Similarly, B. Riley analyst Randy Binner said Florence–related losses generally fell within budgets. However, he remained cautious on catastrophe loss estimates, writing that they have tended to run high in recent quarters.

In an Oct. 8 research note, Binner said he continues to see casualty line reserve adequacy "in decline across the industry" and believes that overall soft commercial lines pricing conditions will lead to margin compression throughout the industry.

Anticipating the third quarter to be a positive one, Sandler O'Neill analyst Paul Newsome also said Florence will not result in a very large insured loss for the industry. "The wild card with respect to catastrophe losses in the third quarter appears to be the level of catastrophe losses excluding Hurricane Florence, particularly in September," he wrote in an Oct. 5 note to clients.

Although Newsome expects pricing trends to be good, he warned that they may not be "as positive as some would desire."

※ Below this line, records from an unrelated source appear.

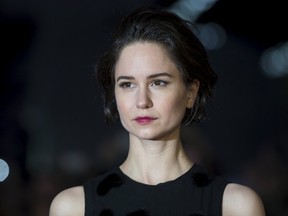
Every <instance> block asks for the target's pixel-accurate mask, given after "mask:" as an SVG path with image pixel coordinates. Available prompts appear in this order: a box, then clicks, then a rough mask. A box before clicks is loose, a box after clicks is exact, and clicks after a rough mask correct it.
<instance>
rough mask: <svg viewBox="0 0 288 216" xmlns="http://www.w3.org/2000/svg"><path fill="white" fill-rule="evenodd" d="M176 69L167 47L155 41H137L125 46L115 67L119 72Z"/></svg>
mask: <svg viewBox="0 0 288 216" xmlns="http://www.w3.org/2000/svg"><path fill="white" fill-rule="evenodd" d="M163 70H164V71H166V72H167V71H175V70H176V65H175V64H174V62H173V61H172V60H171V58H170V57H169V54H168V53H167V51H166V49H165V48H164V47H163V46H162V45H160V44H157V43H153V42H137V43H133V44H130V45H128V46H126V47H124V48H123V50H122V51H121V53H120V55H119V59H118V61H117V63H116V67H115V75H117V74H118V73H132V72H135V71H138V72H140V71H142V72H143V71H146V72H159V71H161V72H163Z"/></svg>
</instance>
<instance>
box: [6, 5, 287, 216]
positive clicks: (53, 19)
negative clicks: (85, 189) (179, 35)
mask: <svg viewBox="0 0 288 216" xmlns="http://www.w3.org/2000/svg"><path fill="white" fill-rule="evenodd" d="M284 5H285V1H280V0H274V1H259V0H258V1H253V3H252V1H250V2H249V3H248V2H247V1H240V0H234V1H229V0H218V1H215V0H193V1H187V0H186V1H185V0H178V1H173V0H168V1H164V0H149V1H144V0H134V1H132V0H130V1H128V0H122V1H114V2H112V1H95V0H81V1H79V0H69V1H67V0H57V1H56V0H50V1H48V0H43V1H33V0H26V1H20V0H2V1H1V3H0V29H1V34H0V55H1V59H0V62H1V64H0V69H1V73H0V159H2V160H3V161H6V163H7V164H8V165H9V170H10V173H9V175H8V177H7V178H6V179H5V180H4V177H3V179H2V180H1V182H0V215H1V216H47V215H48V210H49V205H50V203H51V200H52V199H53V197H54V196H55V195H56V194H57V193H58V192H60V191H61V190H63V189H65V188H67V187H71V186H75V185H80V184H83V183H84V181H85V180H86V179H87V178H89V177H92V176H95V175H97V173H99V172H102V171H104V170H106V169H108V168H110V167H112V166H114V165H117V164H119V163H121V161H122V160H123V158H124V157H125V154H126V151H127V134H126V133H125V132H124V130H123V129H122V128H121V126H120V125H119V123H116V124H114V125H112V126H108V125H106V123H105V121H104V115H103V112H102V105H101V100H100V94H99V91H98V87H97V85H96V82H95V80H94V77H93V72H94V71H93V67H94V64H95V62H96V59H97V56H99V55H100V54H101V53H102V52H103V51H104V49H105V48H106V47H107V46H108V44H109V42H110V41H111V34H112V32H113V29H114V28H115V27H116V25H117V24H118V22H119V21H120V19H121V18H122V17H123V16H124V15H126V14H127V13H129V12H130V11H132V10H133V9H134V8H137V7H139V6H155V7H162V8H166V9H169V10H172V11H174V12H176V13H177V14H179V15H180V16H182V17H183V18H185V19H187V20H190V21H191V22H193V23H195V26H196V28H197V35H198V36H199V38H200V40H201V41H202V42H203V44H204V45H205V47H206V49H207V52H208V56H209V59H210V62H211V64H212V66H213V68H214V69H215V71H216V73H217V74H218V75H219V81H218V84H217V86H216V89H215V93H214V100H213V103H212V104H211V105H210V106H209V108H208V116H209V119H207V120H206V121H204V122H202V123H199V124H195V125H194V126H190V127H185V128H184V129H183V142H184V144H185V147H186V148H187V150H188V151H189V154H190V155H191V157H192V158H193V160H195V161H196V162H198V163H200V164H203V165H204V166H206V167H207V168H209V169H211V170H212V171H214V172H215V173H217V174H220V175H223V176H225V177H227V178H228V179H230V180H232V181H235V182H239V183H242V184H245V185H248V186H250V187H252V188H253V189H254V190H256V191H257V192H258V193H259V195H260V196H261V197H262V199H263V202H264V205H265V208H266V211H267V215H268V216H287V215H288V186H287V182H288V169H287V168H288V163H287V162H288V161H287V160H288V159H287V158H288V132H287V129H288V45H287V44H288V42H287V41H288V31H287V21H288V13H287V9H286V6H284ZM6 170H7V169H6ZM0 172H1V173H0V174H1V175H0V176H3V175H5V167H4V166H3V163H2V165H1V166H0ZM3 173H4V174H3Z"/></svg>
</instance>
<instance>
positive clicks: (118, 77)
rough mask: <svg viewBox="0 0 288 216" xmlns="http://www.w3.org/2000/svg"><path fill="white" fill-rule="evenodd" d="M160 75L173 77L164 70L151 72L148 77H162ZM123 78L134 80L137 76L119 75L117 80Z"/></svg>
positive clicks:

The auto insurance industry continues to experience pricing tailwinds as premiums increase at a mid-single-digit pace. But Newsome also cautioned that pricing may have peaked as several large insurers have now achieved price adequacy for their auto books.

CFRA analyst Cathy Seifert expressed a similar sentiment.

"The viability of the auto insurance pricing model against the backdrop of continued adoption of semi-autonomous and autonomous vehicles would be another big issue," she said in an interview.

The main catalyst for P&C stocks is the pricing environment, according to Seifert, who said investors should pay attention to management guidance on that front during this quarter's conference calls. For her part, Seifert does not expect the market to harden in the coming months.